Bagging



Booststrap aggregation, or bagging, is a method for improving the accuracy of predictions in classification and regression settings which was proposed by Leo Breiman in the mid 1990s. It is one of several perturb and combine / ensemble / committee of experts methods which have become popular, because of their effectiveness, over the past 15 years. With these methods, a classification or regression method is applied to various perturbations of the original data set, and the results are combined to obtain a single classifier or regression model. While an appreciable increase in accuracy is often achieved, on the downside we have that the final prediction rule is typically so complex that it is very hard to gain a good understanding of how the explanatory variables relate to the response.

With bagging, the perturbations of the data are obtained by drawing many bootstrap samples from the original data (or one can use subbagging (aka half-bagging) and draw samples of size n/2 without replacement). A specific method for classification or regression is applied to each of the randomly drawn data sets. Then the results are combined, by averaging for regression and simple voting for classification, to obtain the final prediction rule. The process of combining the results typically decreases the variability (compared to a single application of the chosen prediction method on the original data) without increasing bias, and this leads improved prediction accuracy.

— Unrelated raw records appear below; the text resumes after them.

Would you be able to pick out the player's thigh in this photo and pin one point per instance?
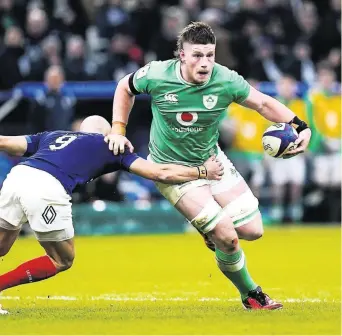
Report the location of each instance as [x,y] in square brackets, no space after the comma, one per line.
[296,169]
[278,169]
[234,195]
[8,235]
[61,252]
[47,208]
[11,210]
[258,173]
[206,215]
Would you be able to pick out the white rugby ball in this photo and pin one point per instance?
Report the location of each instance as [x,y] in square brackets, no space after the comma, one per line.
[278,139]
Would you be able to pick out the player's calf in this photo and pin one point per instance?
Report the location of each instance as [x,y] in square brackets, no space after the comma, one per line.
[61,253]
[252,230]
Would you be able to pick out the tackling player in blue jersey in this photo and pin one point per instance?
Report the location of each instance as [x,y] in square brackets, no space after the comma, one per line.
[38,190]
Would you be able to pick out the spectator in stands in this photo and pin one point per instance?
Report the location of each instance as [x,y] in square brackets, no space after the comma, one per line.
[192,9]
[76,65]
[112,19]
[7,16]
[299,64]
[245,43]
[52,109]
[163,44]
[37,29]
[266,67]
[123,57]
[67,16]
[223,54]
[49,54]
[324,114]
[290,172]
[12,68]
[146,18]
[329,31]
[308,22]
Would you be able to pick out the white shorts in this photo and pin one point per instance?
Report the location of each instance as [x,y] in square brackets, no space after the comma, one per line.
[327,169]
[284,171]
[231,177]
[34,196]
[241,210]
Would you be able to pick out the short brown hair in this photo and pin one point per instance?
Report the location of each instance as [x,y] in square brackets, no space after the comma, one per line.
[195,33]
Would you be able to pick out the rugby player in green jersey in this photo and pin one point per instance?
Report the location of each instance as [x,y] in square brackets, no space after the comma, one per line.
[189,96]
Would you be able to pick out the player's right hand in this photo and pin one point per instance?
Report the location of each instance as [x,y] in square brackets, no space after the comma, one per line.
[215,169]
[117,143]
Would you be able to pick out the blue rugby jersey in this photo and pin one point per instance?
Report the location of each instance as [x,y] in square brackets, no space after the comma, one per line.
[74,158]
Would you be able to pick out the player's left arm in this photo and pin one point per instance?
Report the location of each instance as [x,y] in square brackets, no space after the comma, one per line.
[174,173]
[275,111]
[14,145]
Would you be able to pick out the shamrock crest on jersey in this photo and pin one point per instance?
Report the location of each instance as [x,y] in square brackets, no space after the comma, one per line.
[186,116]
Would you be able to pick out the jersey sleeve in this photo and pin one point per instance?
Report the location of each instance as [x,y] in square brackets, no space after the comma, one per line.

While bagging is commonly applied to classification and regression trees, it can be used with many other methods of classification and regression. It is a general technique, and is not a specific method for classification and regression trees --- to say that one did classification by bagging is not adequate, since it should be stated what was bagged (e.g., bagging fully-grown classification trees obtained from CART). The Salford Systems literature refers to Brieman's "Bagger" as a classifier (if seems), but I think this is nonstandard. (My guess is that the Bagger refers to bagging fully-grown classification trees obtained from CART, but I don't believe that this use of Bagger is widespread.)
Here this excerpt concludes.